He further showed that in multipath-rich environments (such as indoor environments), the time-reversal focusing spot exhibits a stationary behavior in its energy distribution. This discovery enabled precise speed estimation in complex indoor settings, a task previously considered insurmountable. By establishing a principle that succeeds where the Doppler Effect fails, his work enabled accurate tracking of an unlimited number of subjects, indoors, and without costly infrastructure or a priori measurements, it also served as the theoretical foundation for accurate/reliable wireless sensing by simply using ambient radio waves, including Wi-Fi.

With that, Liu and his team at Origin developed an AI platform including many analytic engines with applications such as indoor tracking; gait determination; motion detection for security; sleep monitoring; monitoring small motions inside a car; material sensing; monitoring heart rate and breathing; heart rate variability detection; fall detection; recognizing and counting people in hidden spaces; millimeter-wave imaging; millimeter-wave real-time handwriting tracking and analysis; millimeter-wave keyboard tracking; and sound detection.

He was the first who proposed in 2019 the establishment of an international standard on wireless sensing to the Chair of the IEEE 802 Standard Committee, who facilitated the creation of 802.11bf WLAN Sensing as the world's first wireless sensing standard.

Remoteeyes was the world's first digital video surveillance system to monitor and secure home/office through the Internet remotely.

Liu pioneered cross-layer design using antenna arrays for wireless communications in 1997 by first introducing the concept of duality between uplink and downlink for joint transmit beamforming and power control to increase the number of users in a cellular network by a factor of 100.

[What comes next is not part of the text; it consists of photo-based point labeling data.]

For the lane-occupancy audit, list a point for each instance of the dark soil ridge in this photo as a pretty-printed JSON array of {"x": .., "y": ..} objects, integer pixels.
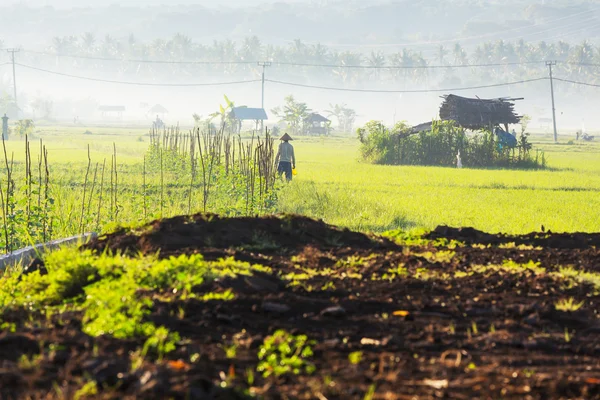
[
  {"x": 270, "y": 234},
  {"x": 467, "y": 235},
  {"x": 460, "y": 335}
]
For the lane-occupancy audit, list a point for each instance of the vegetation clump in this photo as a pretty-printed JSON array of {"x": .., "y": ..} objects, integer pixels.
[{"x": 400, "y": 145}]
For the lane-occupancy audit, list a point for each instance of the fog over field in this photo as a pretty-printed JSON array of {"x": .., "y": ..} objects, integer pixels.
[{"x": 387, "y": 60}]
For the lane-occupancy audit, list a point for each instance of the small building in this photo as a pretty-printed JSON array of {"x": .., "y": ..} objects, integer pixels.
[
  {"x": 258, "y": 115},
  {"x": 112, "y": 111},
  {"x": 157, "y": 110},
  {"x": 479, "y": 113},
  {"x": 316, "y": 124}
]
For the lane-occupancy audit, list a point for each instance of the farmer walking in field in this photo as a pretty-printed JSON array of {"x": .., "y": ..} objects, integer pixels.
[{"x": 285, "y": 158}]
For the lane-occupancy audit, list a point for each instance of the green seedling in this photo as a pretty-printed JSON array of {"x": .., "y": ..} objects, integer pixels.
[
  {"x": 283, "y": 353},
  {"x": 568, "y": 305}
]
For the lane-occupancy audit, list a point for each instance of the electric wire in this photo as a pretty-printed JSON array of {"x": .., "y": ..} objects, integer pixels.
[
  {"x": 575, "y": 82},
  {"x": 406, "y": 90},
  {"x": 137, "y": 83}
]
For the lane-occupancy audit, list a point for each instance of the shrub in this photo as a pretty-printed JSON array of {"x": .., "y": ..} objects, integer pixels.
[{"x": 439, "y": 146}]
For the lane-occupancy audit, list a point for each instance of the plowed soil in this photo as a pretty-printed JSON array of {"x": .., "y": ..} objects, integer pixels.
[{"x": 474, "y": 321}]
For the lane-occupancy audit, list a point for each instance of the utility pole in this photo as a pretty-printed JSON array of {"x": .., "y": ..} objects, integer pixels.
[
  {"x": 550, "y": 64},
  {"x": 13, "y": 51},
  {"x": 263, "y": 64}
]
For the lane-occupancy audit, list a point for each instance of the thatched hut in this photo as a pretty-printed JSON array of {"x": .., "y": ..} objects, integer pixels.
[{"x": 479, "y": 113}]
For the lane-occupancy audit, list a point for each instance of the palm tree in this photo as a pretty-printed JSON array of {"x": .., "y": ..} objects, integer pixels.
[
  {"x": 377, "y": 61},
  {"x": 442, "y": 53},
  {"x": 251, "y": 49},
  {"x": 88, "y": 40}
]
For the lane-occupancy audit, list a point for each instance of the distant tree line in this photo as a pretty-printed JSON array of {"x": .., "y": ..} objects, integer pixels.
[{"x": 522, "y": 60}]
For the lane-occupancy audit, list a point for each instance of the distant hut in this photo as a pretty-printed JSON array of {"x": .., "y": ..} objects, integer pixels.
[
  {"x": 477, "y": 114},
  {"x": 112, "y": 111},
  {"x": 243, "y": 113},
  {"x": 159, "y": 110},
  {"x": 316, "y": 124}
]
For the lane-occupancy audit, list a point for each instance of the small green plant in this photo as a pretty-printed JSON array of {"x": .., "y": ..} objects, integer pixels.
[
  {"x": 355, "y": 357},
  {"x": 283, "y": 353},
  {"x": 567, "y": 335},
  {"x": 370, "y": 393},
  {"x": 230, "y": 350},
  {"x": 568, "y": 305}
]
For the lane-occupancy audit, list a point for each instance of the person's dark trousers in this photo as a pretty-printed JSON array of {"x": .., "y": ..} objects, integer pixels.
[{"x": 285, "y": 167}]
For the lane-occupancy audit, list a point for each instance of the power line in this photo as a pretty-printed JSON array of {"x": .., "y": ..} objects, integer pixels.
[
  {"x": 405, "y": 91},
  {"x": 576, "y": 82},
  {"x": 584, "y": 64},
  {"x": 137, "y": 83},
  {"x": 410, "y": 67}
]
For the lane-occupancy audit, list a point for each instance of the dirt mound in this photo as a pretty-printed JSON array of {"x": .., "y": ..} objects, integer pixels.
[
  {"x": 384, "y": 321},
  {"x": 576, "y": 240},
  {"x": 272, "y": 234}
]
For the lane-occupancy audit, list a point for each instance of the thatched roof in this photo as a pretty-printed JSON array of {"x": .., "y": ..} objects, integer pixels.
[
  {"x": 246, "y": 113},
  {"x": 158, "y": 109},
  {"x": 111, "y": 108},
  {"x": 314, "y": 117},
  {"x": 478, "y": 113}
]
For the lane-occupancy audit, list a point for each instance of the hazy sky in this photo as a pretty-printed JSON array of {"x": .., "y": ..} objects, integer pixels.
[{"x": 104, "y": 3}]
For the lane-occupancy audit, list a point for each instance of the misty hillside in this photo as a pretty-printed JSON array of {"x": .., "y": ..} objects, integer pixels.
[
  {"x": 187, "y": 56},
  {"x": 331, "y": 22}
]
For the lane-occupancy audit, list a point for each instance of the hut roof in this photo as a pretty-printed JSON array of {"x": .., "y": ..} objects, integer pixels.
[
  {"x": 246, "y": 113},
  {"x": 314, "y": 117},
  {"x": 158, "y": 109},
  {"x": 478, "y": 113},
  {"x": 111, "y": 108}
]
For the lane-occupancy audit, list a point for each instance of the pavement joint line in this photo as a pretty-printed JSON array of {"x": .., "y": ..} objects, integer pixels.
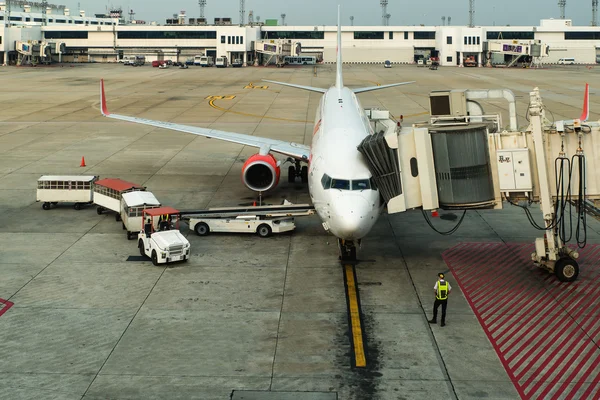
[
  {"x": 354, "y": 316},
  {"x": 6, "y": 306},
  {"x": 438, "y": 353},
  {"x": 124, "y": 331},
  {"x": 287, "y": 264}
]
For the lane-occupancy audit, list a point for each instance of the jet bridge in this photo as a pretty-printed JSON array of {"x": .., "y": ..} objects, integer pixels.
[{"x": 465, "y": 161}]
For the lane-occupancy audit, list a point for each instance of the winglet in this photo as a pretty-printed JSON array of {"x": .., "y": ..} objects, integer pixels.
[
  {"x": 586, "y": 104},
  {"x": 103, "y": 108}
]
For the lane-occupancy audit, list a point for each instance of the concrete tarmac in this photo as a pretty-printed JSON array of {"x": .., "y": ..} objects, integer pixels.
[{"x": 245, "y": 313}]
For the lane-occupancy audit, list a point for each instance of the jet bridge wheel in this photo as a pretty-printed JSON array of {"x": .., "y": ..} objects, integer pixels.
[
  {"x": 202, "y": 229},
  {"x": 264, "y": 230},
  {"x": 566, "y": 269},
  {"x": 304, "y": 174}
]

When the narrowband space–time codes were exciting the research community, there have been many attempts in the research community to search for the broadband full-diversity space-frequency code or even the full-diversity space-time-frequency code. Liu's group showed for the first time in 2003 that the maximum achievable diversity order with arbitrary channel power delay profile is a product of the number of delay paths, the rank of the channel temporal correlation, and the number of transmit and receive antennas. With that his group developed the world's first full-diversity, full-rate space-frequency code and the only available systematic space-time-frequency code that achieves the maximum achievable diversity in space, time, and frequency for broadband wireless communications by exploiting all of the available spatial, temporal and frequency diversities in broadband wireless systems. This work provides a first step toward achieving full-diversity in multiple-input multiple-output (MIMO) broadband OFDM systems that are commonly used in modern wireless communications standards such as 4G/WiFi and beyond.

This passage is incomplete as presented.